From above shot of an opened notebook and a pen laying right in the middle of it. The pages are blank, the pen is black.

How I process the loss of my Dog after 16 years of unconditional Love

We had to let our family dog go. She died of cancer, fuck*ng, assh*le cancer. That’s actually how most people reacted when I told them. “Ugh, that sh*t cancer!”, they said. Yes, she was sick, but she got quite old. “What an exceptional age for a dog!” is the other typical answer. She would have been sixteen in October. She would have… We could have… Phrases of “would” and “could” are circling in my head. I wish we would have had more time together. It doesn’t matter how old our furry best friends get, it’s just never enough time spent together. So what do you do when you lost that pet, that family member you have spent almost every waking minute with? You are grieving. But how does one survive that grief? I write letters to Amy, my best furry friend.

I never thought I would be capable to endure this. I knew that day would come when we have to say goodbye, but I wasn’t even facing it in my worst nightmares. I shut the door to that thought, I didn’t prepare. So facing the loss now, especially the physical loss of our beloved dog, seems like an impossible quest. At first, nothing made sense anymore. I had no motivation at all. Nothing made me happy. I would have given everything I possess, which isn’t much, just to have her back. I would go back in time, I would let Aliens abduct me, I would do anything possible and endure the worst and craziest things, just to have one more day with her. But I can’t. Our concept of time and space isn’t built like that and/or I don’t have the power to simply change it. I wish I had.

Somehow, we make it through – which doesn’t mean you will stop crying anytime soon

Sharing your feelings and pain can return a tiny feeling of relief. You are not alone out there. Millions of people and even animals too go through these feelings, they all know loss and the excruciating pain of it. Somehow, we will make it through – which doesn’t mean you will stop crying anytime soon. I share my loss in a Facebook group that has also helped us fighting other obstacles when our brave terrier girl was still alive. I talk about my sadness with everyone I feel comfortable around. Sometimes, that’s not enough. The first day without her, I had to wake up without her, start the day without her, try to go on without her. It was unbearable. It was like the pain was pulling on me, tearing me apart and if I was exploding from suffering. I was screaming and I was crying and there was no stopping.

So I went outside. I needed to breathe, I needed fresh air. I sat down on the top of the stairs beside our balcony. The wind was blowing through my face and I held my head high in the air. I thought of Amy and what she would use to do every time I carried her outside. I would stop and stand while holding her in my arms and she would hold her sweet little face up high in the sky. We would pause for a moment. Then, I could hear and feel her breathing, how she inhaled little pinches of air and all kinds of smell through her nose: grass, birds, worms, apples, cats, trees, flowers, the street outside the garden, the cars, other dogs… Remembering her gesture made me cry even more and I felt the biggest urge to communicate with her.

With every written word and every new sentence I felt a little better

Of course, I thought of her. I talked to her in my mind, but that just wasn’t enough, not at that moment. So I went inside and got my writing block and a pen I liked, walked back out again, sat down on top of the stairs and started writing “Dear Amy,…”. It was so easy. The words and the feelings flowed right through me and through my hand to the pen and onto the paper. Slowly, and with every written word and every new sentence I felt a little better. Sometimes, when I asked a question it seemed like she was communicating to me through the wind that has turned into short but strong gusts. I hoped and believed she was there, somewhere with me. I still do.

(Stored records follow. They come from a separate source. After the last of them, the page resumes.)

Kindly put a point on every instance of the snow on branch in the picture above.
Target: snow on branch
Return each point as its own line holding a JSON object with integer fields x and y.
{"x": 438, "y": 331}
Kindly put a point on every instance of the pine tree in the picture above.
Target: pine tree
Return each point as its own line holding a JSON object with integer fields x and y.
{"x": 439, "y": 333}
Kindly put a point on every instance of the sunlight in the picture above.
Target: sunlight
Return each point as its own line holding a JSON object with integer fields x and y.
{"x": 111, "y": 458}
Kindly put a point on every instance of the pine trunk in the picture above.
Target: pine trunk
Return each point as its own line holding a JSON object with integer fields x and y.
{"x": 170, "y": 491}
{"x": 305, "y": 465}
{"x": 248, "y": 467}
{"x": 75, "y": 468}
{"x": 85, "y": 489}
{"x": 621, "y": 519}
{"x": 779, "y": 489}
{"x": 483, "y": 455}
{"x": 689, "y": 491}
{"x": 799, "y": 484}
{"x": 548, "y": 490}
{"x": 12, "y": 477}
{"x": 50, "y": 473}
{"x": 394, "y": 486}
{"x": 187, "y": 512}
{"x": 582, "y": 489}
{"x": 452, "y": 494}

Maybe, you think, you are not one to write letters or to write at all. It’s not about that. What you write doesn’t have to be Jane Austen or Shakespeare. You do you. You write from your heart, from your head, whatever serves you to turn the pain you feel into love, light, gratitude and relief. What you are going through right now is hard enough, don’t be your hardest critic or your worst enemy. Your beloved pet would not want to see you suffer, so try to get better, little by little. Coping with loss has many faces and writing letters has helped me to go on. It would make me happy if it would help you too. Just give it a go, don’t think about it too much. You only need some paper, a pen and a place where you can comfortably write.

Do whatever serves you to turn the pain you feel into love and gratitude

It could be the favourite place of your lost pet or your most comfy corner. Perhaps the rooms that once were filled with the noises of your pet now feel haunted and you need to get out. That’s fine. Just go, go outside, take walks, go into nature or into parks, go into a cafe. Go to a place where the pain is less present. Try to find a bit of peace and then, slowly, let your thoughts and your pain run through you, from your hand to your pen onto the paper. Hopefully, you will find a little relief and be happy every time a sweet memory appears in your mind.

Sending you lots of love to get through the pain.

Photograph of the lost pet I write letters to: a white West Highland Terrier lays on a pillow with his head between her paws while looking directly into the camera. It's a black and white photograph.